Trust Ethos


A personal reflection

In 2004 Bill Kirkman, one of the longest serving Trustees wrote:

When I joined the Trust in 1969 five of my fellow Trustees had known Sir Halley. Four were his grandchildren. One, the chairman, Pat Winfrey, had worked with him, as secretary, and later Treasurer, of the Trust from 1928.

They had a deep sense of what the founder would have felt, what he would have wanted. The words of the Trust Deed were more than the legal basis of the Trust; they were a true reflection of its purpose as envisaged and set out by Sir Halley.

When we considered an application they looked at it, instinctively, with that purpose in mind. Was it pioneering work? Did it involve promising young research students? Did it provide “a means by which ‘the mind of Christ’ might be applied to extending the kingdom of God by the prevention and removal of human misery”?

This deep concern with the ethos of the Trust as it had been conceived by Sir Halley gave its work a very special flavour, and one which, as a newcomer, I found most attractive. There were important implications. Trustees took a strong personal interest in many of the projects which we supported. We could take personal pleasure when they were successfully completed.

Professor Harold Stewart (now sadly dead) was the last of that group who knew Sir Halley. At his last meeting as chairman (in June 1986) I spoke on behalf of my fellow Trustees of his great commitment to the aims of the founder, and I recalled that, as a former Professor of Pharmacology who had come to his chair after some years as a GP, he always had an interest in people, not just in disease.

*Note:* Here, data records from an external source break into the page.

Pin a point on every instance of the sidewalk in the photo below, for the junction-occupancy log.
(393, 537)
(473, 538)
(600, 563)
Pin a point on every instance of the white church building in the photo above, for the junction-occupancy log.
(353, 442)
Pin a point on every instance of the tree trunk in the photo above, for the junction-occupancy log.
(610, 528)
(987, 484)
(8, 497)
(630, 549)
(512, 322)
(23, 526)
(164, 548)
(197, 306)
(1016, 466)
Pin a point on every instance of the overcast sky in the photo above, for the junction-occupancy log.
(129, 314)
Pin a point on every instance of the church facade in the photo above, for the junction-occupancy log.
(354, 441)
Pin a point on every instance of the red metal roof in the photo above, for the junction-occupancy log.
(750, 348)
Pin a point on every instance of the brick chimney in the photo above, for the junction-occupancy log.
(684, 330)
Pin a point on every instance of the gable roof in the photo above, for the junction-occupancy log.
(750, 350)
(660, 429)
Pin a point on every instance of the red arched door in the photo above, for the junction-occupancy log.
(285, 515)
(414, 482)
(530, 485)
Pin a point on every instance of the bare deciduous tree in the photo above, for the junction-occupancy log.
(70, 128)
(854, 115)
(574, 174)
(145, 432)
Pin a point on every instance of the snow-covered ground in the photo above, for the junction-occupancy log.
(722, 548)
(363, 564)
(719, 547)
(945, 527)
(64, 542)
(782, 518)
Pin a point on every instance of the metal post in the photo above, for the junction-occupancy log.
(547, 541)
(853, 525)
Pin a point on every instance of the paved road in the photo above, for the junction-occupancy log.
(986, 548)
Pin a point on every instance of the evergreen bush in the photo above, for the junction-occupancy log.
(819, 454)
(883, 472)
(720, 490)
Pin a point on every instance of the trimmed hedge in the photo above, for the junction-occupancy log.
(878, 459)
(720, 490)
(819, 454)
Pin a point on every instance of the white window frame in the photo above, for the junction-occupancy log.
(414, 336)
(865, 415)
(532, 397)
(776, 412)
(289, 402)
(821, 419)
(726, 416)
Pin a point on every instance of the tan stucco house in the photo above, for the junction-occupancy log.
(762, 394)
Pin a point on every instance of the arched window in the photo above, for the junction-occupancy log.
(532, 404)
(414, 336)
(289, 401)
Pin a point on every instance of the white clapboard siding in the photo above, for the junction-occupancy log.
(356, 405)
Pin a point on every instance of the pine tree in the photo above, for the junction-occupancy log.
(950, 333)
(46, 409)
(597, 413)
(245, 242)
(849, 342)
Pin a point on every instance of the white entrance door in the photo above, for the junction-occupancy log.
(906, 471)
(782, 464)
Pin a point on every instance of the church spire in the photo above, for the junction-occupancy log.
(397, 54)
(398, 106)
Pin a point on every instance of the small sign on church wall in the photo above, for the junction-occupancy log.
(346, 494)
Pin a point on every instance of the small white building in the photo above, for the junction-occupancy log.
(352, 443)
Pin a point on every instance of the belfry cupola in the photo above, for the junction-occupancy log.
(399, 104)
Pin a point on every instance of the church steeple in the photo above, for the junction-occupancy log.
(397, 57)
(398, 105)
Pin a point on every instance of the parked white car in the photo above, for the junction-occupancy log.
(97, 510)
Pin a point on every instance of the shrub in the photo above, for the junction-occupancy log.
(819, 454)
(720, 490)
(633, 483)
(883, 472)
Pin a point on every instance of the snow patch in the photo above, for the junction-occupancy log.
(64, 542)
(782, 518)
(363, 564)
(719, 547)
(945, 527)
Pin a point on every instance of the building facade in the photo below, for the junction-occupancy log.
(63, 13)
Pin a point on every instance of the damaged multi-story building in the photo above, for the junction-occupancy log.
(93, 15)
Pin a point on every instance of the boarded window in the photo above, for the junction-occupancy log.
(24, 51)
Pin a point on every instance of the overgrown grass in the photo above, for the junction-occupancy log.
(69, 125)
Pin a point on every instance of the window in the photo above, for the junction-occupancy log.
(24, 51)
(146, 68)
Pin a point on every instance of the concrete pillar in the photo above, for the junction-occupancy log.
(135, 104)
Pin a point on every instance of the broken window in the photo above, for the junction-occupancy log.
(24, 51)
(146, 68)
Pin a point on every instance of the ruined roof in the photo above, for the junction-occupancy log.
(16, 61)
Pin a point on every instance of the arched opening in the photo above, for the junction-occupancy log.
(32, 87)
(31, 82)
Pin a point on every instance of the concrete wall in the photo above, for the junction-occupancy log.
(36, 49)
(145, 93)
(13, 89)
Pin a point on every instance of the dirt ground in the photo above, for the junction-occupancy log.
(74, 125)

The lasting tribute to the vision of Sir Halley, and to the dedication of those who had the privilege of knowing and working with him, is that the ethos of the Trust remains. The Trustees are still strongly aware of the values he held and the purposes he had in mind when establishing the Trust. Trustees still hope to take a personal interest in the projects – not always, but remarkably often. 

Of course rigorous standards in choosing and monitoring projects are applied, but, thankfully, we have not forgotten that the Trust was established to make people’s lives better.